ST. LOUIS (AP) -- Make no mistake about it -- this is a sluggers'
series.

Albert Pujols homered early, Larry Walker delivered three key
hits and the St. Louis Cardinals withstood four Houston shots to
outlast the Astros 10-7 Wednesday night in Game 1 of the NL Championship Series.

"We got some huge hits that fell in for us," Walker said. "A
string of hits is just as good as hitting the ball out of the
ballpark."

Slumping Scott Rolen and Jim Edmonds also contributed, and
winning pitcher Woody Williams even helped out with a big double
for the league's top-hitting team.

Together, that was enough -- barely -- to withstand homers by
Carlos Beltran, Lance Berkman, Jeff Kent and Mike Lamb.

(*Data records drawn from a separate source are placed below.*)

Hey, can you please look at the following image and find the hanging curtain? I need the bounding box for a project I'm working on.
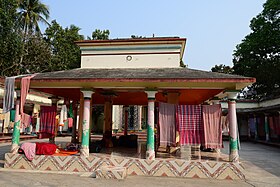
[20,75,35,115]
[202,104,223,148]
[177,105,203,145]
[159,103,176,146]
[3,77,16,113]
[40,106,56,138]
[20,113,31,128]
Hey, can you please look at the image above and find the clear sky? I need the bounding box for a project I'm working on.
[41,0,265,71]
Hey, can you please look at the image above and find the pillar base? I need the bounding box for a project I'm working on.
[229,150,239,162]
[80,146,89,157]
[146,150,156,160]
[11,144,19,154]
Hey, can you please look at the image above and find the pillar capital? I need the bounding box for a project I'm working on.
[145,90,157,99]
[81,90,94,99]
[210,97,220,104]
[225,90,239,100]
[15,88,20,98]
[48,97,60,105]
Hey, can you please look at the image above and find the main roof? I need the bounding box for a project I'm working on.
[32,68,255,82]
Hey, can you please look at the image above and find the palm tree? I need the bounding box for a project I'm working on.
[18,0,49,72]
[18,0,49,36]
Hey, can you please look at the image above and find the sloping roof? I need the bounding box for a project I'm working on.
[32,68,255,82]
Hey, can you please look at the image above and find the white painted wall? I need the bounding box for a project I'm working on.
[81,54,180,68]
[81,43,182,68]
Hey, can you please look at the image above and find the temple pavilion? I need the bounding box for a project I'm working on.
[6,37,255,178]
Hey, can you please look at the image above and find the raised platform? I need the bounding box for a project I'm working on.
[4,153,245,180]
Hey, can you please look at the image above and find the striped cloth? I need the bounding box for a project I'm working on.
[202,104,223,148]
[40,106,56,137]
[176,105,203,145]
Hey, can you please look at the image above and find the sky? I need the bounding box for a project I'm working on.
[41,0,265,71]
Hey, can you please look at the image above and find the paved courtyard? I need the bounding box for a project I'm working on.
[0,137,280,187]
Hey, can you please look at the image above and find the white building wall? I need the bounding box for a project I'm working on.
[81,54,180,68]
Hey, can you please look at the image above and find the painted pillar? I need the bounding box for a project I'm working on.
[123,106,129,136]
[11,90,20,154]
[254,115,259,140]
[78,92,84,143]
[118,105,123,130]
[146,91,156,160]
[211,97,221,161]
[138,106,142,131]
[264,114,269,142]
[227,91,239,162]
[103,97,112,138]
[71,101,78,143]
[80,91,93,157]
[49,97,60,144]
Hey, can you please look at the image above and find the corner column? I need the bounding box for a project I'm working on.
[227,91,239,162]
[49,97,60,144]
[254,114,259,140]
[264,114,269,142]
[11,90,20,154]
[80,90,93,157]
[123,106,129,136]
[146,91,156,160]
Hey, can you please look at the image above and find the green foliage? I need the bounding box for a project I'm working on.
[45,21,84,71]
[0,0,22,76]
[92,29,110,40]
[211,64,233,74]
[20,34,51,74]
[18,0,49,34]
[233,0,280,98]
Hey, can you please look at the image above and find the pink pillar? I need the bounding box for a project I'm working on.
[227,92,239,162]
[146,91,156,160]
[11,90,20,154]
[80,91,93,157]
[123,106,128,136]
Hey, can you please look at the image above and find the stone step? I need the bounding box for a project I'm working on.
[96,166,127,180]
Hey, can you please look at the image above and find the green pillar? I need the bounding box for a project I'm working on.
[146,91,156,160]
[227,92,239,162]
[80,91,93,157]
[11,90,20,154]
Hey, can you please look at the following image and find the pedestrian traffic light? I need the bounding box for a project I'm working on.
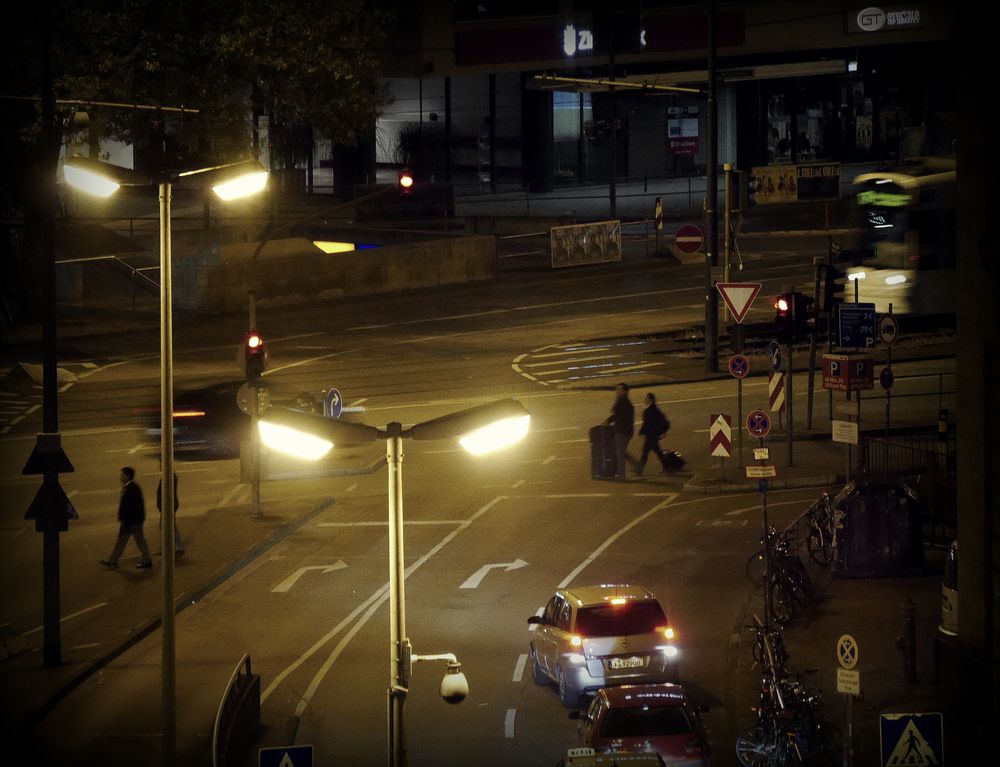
[774,293,795,343]
[792,293,816,341]
[399,168,413,197]
[243,330,267,382]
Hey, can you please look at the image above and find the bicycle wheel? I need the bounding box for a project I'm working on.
[771,578,793,623]
[806,520,833,565]
[744,549,765,586]
[736,724,775,767]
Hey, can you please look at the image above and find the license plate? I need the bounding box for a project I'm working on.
[608,657,645,668]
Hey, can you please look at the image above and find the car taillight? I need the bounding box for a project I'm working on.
[174,410,205,418]
[656,626,677,640]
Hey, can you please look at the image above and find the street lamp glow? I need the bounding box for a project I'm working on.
[212,170,267,200]
[63,163,121,197]
[458,414,531,455]
[257,419,333,461]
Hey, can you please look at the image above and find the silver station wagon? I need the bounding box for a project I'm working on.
[528,584,680,708]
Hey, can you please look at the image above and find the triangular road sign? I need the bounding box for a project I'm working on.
[715,282,761,323]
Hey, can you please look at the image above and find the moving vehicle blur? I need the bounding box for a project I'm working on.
[844,157,957,315]
[138,381,250,458]
[528,584,680,708]
[578,684,709,767]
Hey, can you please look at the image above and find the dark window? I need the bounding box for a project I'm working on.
[601,706,692,738]
[576,601,667,636]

And it was a significant victory: The last 11 teams to win the
opener of the NLCS have gone on to the World Series.

No one thought pitchers would rule in this series, and it was an
accurate prediction. Edmonds' three-run double with two outs capped
a six-run sixth inning that broke the game open and put St. Louis
ahead 10-4.

"They can hurt you in a hurry and they did tonight," Berkman
said. "When a team gets on a roll like they did, it's like a tidal
wave."

In an October when the ball is flying, the Cardinals and Astros
took turns whacking shots all over Busch Stadium, with Walker finishing a home run shy of becoming the first player in postseason history to hit for the cycle.

Given a chance to do it, Walker struck out in his final at-bat.

"That's all I needed, just a home run? I think you could tell
from my swings I was hacking at it pretty good," he said. "I knew
what was at stake. I took a shot at it. I wasn't trying to hit a
line drive."

Now, unheralded Pete Munro gets his chance to try to slow down
the team that led the majors with 105 victories. A guy who started
the season in the minors with Minnesota, Munro will start Game 2
for Houston against 15-game winner Matt Morris on Thursday night.

For sure, Astros manager Phil Garner will find himself watching
The Weather Channel overnight. The forecast is for showers, and the
wild-card Astros would certainly welcome it.

A rainout would allow them to bring back ace Roger Clemens in
Game 2 and then use 20-game winner Roy Oswalt back home in Game 3.

Williams lasted six innings, adding to the victory he earned in
Game 1 of the first round against Los Angeles. Jason Isringhausen got the final out for a save.

Chad Qualls wound up as the losing pitcher, in relief of Brandon Backe.

"It was just a bad day today," Backe said.

Garner added: "We couldn't quite get the outs that we needed."

Rolen, bothered by a strained left calf, was 0-for-14 in this
postseason before lining a single that made it 4-all in the fifth.

"I got my one for the series," the All-Star third baseman said. "No, I hope not."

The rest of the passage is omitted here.